Search code examples
pythoncachingplaywrightplaywright-python

How to cache playwright-python contexts for testing?


I am doing some web scraping using playwright-python>=1.41, and have to launch the browser in a headed mode (e.g. launch(headless=False).

For CI testing, I would like to somehow cache the headed interactions with Chromium, to enable offline testing:

  • First invocation: uses Chromium to make real-world HTTP transactions
  • Later invocations: uses Chromium, but all HTTP transactions read from a cache

How can this be done?

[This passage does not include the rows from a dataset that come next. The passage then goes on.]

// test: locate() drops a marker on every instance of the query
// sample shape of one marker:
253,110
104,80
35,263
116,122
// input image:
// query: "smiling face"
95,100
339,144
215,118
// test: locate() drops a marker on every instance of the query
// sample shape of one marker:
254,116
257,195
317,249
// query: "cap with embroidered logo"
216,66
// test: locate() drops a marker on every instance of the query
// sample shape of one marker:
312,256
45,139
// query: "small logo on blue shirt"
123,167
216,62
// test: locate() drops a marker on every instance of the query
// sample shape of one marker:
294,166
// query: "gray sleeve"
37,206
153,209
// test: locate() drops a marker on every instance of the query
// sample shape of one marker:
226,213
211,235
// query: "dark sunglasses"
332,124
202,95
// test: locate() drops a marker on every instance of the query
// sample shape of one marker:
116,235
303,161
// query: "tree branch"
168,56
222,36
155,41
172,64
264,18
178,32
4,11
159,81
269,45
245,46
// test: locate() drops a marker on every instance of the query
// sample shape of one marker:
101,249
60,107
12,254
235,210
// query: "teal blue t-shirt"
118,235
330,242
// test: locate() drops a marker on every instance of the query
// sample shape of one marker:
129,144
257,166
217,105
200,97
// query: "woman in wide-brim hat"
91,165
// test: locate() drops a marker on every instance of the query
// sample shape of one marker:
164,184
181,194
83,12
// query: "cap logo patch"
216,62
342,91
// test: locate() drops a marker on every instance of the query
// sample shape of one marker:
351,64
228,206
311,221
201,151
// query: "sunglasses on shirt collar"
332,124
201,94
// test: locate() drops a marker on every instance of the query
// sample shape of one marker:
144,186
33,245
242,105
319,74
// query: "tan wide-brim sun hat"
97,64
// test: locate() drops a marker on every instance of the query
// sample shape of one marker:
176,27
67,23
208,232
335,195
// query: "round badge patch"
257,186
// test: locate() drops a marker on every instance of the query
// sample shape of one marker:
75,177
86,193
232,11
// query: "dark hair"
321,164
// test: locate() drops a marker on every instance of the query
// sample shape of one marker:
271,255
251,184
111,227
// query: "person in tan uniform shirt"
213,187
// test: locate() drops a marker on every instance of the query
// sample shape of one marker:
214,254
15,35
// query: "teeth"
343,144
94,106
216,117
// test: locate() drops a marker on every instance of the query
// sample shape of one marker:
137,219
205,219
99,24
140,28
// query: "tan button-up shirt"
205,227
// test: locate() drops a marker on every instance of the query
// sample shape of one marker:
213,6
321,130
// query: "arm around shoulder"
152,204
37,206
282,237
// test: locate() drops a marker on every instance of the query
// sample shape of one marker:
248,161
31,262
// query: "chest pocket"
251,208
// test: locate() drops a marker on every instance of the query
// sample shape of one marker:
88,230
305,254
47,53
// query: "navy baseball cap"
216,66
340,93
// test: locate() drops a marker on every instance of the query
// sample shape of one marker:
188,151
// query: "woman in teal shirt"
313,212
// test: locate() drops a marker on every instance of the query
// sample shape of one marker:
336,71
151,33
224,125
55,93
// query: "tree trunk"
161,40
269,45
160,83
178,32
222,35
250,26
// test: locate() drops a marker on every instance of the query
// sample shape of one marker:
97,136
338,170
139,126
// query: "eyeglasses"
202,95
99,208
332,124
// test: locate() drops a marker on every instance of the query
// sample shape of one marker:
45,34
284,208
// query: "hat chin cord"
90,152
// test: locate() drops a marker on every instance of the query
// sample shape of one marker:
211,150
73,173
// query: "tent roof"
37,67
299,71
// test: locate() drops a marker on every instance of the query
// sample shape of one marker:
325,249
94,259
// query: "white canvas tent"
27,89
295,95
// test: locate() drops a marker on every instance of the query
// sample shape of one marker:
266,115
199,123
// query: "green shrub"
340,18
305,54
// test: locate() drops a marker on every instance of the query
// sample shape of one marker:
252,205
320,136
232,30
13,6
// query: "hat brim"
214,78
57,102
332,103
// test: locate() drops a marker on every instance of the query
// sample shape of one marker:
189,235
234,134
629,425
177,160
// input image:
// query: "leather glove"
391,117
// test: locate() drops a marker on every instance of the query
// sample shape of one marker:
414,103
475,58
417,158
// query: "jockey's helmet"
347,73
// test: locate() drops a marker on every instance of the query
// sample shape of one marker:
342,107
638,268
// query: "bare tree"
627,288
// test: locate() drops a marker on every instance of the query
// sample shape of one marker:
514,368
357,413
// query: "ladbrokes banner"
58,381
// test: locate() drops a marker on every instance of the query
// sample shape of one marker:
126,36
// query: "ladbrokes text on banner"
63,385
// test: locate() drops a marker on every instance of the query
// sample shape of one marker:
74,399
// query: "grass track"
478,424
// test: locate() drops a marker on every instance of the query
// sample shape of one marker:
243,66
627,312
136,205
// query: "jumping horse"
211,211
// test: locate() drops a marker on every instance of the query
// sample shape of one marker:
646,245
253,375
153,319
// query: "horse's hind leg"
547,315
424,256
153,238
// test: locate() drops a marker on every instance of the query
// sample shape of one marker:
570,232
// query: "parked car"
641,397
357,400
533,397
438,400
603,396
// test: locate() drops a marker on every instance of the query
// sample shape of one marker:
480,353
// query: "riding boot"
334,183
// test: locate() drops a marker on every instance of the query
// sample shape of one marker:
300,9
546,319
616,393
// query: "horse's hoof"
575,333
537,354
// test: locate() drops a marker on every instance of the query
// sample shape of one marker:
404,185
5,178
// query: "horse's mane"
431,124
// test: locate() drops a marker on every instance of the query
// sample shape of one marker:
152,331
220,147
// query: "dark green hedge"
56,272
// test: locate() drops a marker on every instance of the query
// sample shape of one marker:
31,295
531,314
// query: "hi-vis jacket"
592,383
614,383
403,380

I can't find any clear answers on how to do this.


Solution

  • It might solve your problem using HAR-file recording:

    1. Run the first test while recording a HAR-file
    2. Storing the HAR-file as an artifact, in your repo or similar in your CI environment
    3. Running test again with recorded HAR-file

    Here is how to do that with playwright==1.41.1 and pytest-playwright==0.3.3:

    import pathlib
    
    import pytest
    from playwright.sync_api import Browser, Playwright
    
    CACHE_DIR = pathlib.Path(__file__).parent / "cache"
    
    
    @pytest.fixture(name="example_har", scope="session")
    def fixture_example_har(playwright: Playwright) -> pathlib.Path:
        har_file = CACHE_DIR / "example.har"
        with (
            playwright.chromium.launch(headless=False) as browser,
            browser.new_page() as page,
        ):
            page.route_from_har(har_file, url="*/**", update=True)
            page.goto("https://example.com/")
        return har_file
    
    
    def test_caching(browser: Browser, example_har: pathlib.Path) -> None:
        with browser.new_context(offline=True) as context:
            page = context.new_page()
            page.route_from_har(example_har, url="*/**")
            page.goto("https://example.com/")